Worüber wollten Sie sonst noch mit mir reden?" Wright ging zu dem Tisch,
griff nach einem Notizblock und
    blickte
darauf, als wäre ihm entfallen, was er daraufgeschrieben hatte. "Waren Sie
je bei einem Psychiater?", fragte er.
    "Nein."
    "Bei
einem Psychologen?"
    "Nein."
    "Bei
irgendeinem Therapeuten?"
    "Ja."
    "Genauer."
    "Es
war nichts."
    "Dann
reden wir eben über nichts. Was war los?"
      
Kyle lehnte sich an die Wand und verschränkte die Arme vor der Brust. Es
bestand wenig Zweifel daran, dass Wright das meiste von dem, was er jetzt
erzählen würde, bereits wusste. Er wusste viel zu viel. "Nach dem Vorfall
mit Elaine - und nachdem die Polizei die Akte geschlossen hatte - habe ich mit
jemandem von der studentischen Gesundheitsberatung gesprochen. Man verwies mich
an einen Dr. Thorp, einen Spezialisten für Drogen- und Alkoholabhängigkeit. Er
hat Klartext geredet, mein Innerstes nach außen gekehrt und mich gezwungen, mir
genau anzuschauen, was da zutage trat. Er hat mich davon überzeugt, dass es mit
dem Trinken immer schlimmer werden würde."
    "Waren
Sie Alkoholiker?"
     "Nach
Dr. Thorps Ansicht nicht. Ich hab's genauso gesehen. Aber ich habe zu viel
getrunken, besonders am Wochenende. Marihuana geraucht habe ich nur
selten."
    "Sind
Sie immer noch trocken?"
    "Ich
trinke keinen Alkohol mehr.
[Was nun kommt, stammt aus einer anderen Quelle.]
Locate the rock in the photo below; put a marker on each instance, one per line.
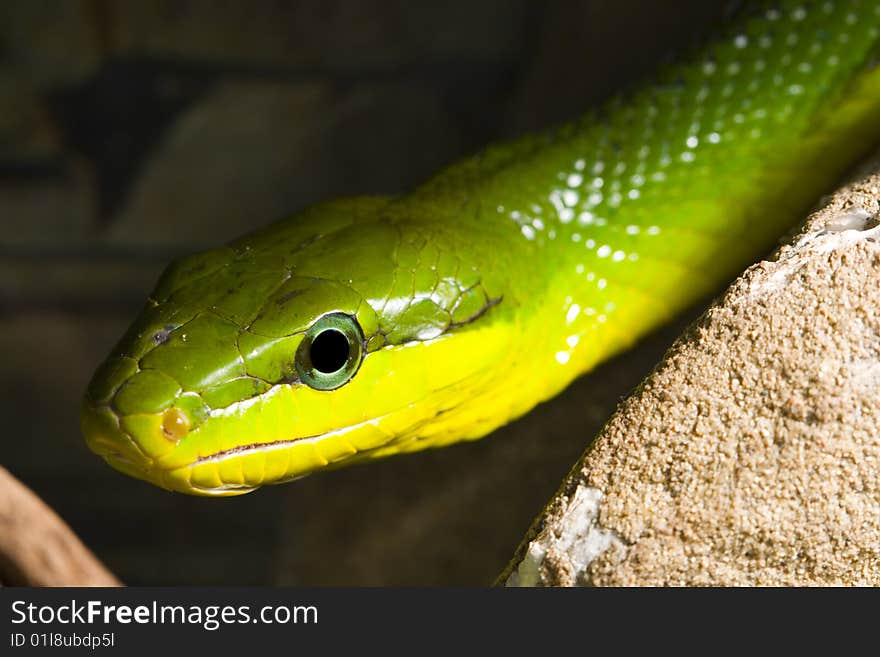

Ich bin vernünftig geworden, habe mir andere
Mitbewohner gesucht und bin seitdem nie mehr in Versuchung geraten, wieder zu
trinken. Die Kater am nächsten Morgen vermisse ich nicht."
    "Nicht
mal hin und wieder ein Bier?"
    "Nein.
Ich denke gar nicht mehr daran."
    Wrights
Nicken wirkte zufrieden. "Was ist mit dem Mäd-
    chen?",
fragte er.
    "Was
soll mit ihr sein?"
    "Wie
eng ist die Beziehung?"
    "Ich
wüsste nicht, dass Sie das was angeht. Helfen Sie mir auf die Sprünge?"
    "Ihr
Leben wird auch ohne Romanze kompliziert genug sein. Eine ernste Beziehung
könnte Probleme mit sich bringen. Am besten stellen Sie so was für ein paar
Jahre zurück."
     
Kyle lachte ungläubig und zugleich verärgert. Dann schüttelte er den Kopf und
versuchte, eine passende Antwort zu formulieren, doch ihm fiel nichts ein.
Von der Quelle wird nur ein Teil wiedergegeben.